Farming is one of the deadliest industries in Wisconsin and across the U.S. with workers, many of them young, being killed by heavy machinery. Oftentimes, these accidents come about as a result of owners neglecting OSHA safety standards. Yet OSHA can do nothing about it in the case of small farms.
Specifically, farms with 10 or fewer employees are exempt from OSHA enforcement of safety protocols and OSHA inspections. Congress made this exemption in a rider attached to OSHA’s budget back in 1976. Because of this lack of OSHA oversight, small farm owners are protected from liability should any of their workers be injured or killed.
There have been several attempts to reverse this. In 1999, a senator proposed an amendment that would let OSHA investigate into the cause of death of minors on small farms. As this amendment would not have given OSHA the authority to impose penalties, the senator, seeing that it would likely fail, withdrew it.
In 2013, the American Farm Bureau Federation criticized the Obama administration for citing a small Nebraska farm for safety violations. In 2019, there was an attempt to remove the rider altogether. One representative noted how small farm injuries and deaths are affecting minorities as 76% of all farm workers identify as Hispanic or Latino. Yet this attempt was unsuccessful.

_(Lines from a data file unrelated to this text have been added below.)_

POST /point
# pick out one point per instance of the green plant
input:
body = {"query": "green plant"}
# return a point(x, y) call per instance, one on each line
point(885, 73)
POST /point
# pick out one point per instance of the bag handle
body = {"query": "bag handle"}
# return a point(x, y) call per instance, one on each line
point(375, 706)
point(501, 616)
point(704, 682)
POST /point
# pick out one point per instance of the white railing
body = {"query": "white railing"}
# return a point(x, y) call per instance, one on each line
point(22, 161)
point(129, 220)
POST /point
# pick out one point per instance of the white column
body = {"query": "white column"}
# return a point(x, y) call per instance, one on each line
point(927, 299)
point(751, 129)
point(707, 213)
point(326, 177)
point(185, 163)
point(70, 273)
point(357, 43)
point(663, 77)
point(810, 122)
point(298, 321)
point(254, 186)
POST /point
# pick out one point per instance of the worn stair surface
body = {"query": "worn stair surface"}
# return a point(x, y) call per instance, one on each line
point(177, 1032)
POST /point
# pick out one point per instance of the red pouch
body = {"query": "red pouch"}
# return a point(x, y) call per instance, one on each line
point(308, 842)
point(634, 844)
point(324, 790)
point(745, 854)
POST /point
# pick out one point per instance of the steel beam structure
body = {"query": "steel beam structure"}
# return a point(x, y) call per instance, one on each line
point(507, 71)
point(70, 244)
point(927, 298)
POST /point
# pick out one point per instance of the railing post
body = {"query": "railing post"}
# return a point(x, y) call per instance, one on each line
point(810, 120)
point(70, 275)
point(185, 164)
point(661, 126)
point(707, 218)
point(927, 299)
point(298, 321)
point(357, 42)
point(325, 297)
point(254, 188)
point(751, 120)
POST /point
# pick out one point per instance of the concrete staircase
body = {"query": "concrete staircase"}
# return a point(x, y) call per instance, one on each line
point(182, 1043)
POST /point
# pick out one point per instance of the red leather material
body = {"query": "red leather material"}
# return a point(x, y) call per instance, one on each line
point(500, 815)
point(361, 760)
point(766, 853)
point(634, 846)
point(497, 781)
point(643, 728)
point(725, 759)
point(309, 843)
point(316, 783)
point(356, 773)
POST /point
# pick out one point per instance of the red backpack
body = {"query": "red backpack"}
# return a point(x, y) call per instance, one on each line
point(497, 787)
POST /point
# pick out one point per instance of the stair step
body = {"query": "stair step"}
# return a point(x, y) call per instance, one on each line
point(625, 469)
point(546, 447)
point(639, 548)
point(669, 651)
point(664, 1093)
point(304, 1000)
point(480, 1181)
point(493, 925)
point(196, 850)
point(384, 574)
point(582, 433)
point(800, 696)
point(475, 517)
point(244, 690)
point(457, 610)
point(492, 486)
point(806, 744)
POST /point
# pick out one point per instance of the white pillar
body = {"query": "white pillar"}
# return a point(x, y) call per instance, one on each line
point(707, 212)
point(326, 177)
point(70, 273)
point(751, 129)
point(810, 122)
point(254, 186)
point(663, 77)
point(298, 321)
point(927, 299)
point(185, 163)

Those who are injured in construction accidents/farm accidents may want to see a lawyer to see how they can go about seeking workers’ compensation benefits. The lawyer may be able to assist with each step of filing the claim, and if the employer denies payment, the lawyer may help mount an appeal. There’s also a way for victims to settle their claim. Benefits should cover all medical expenses as well as provide wage replacement and coverage for short- or long-term disability leave.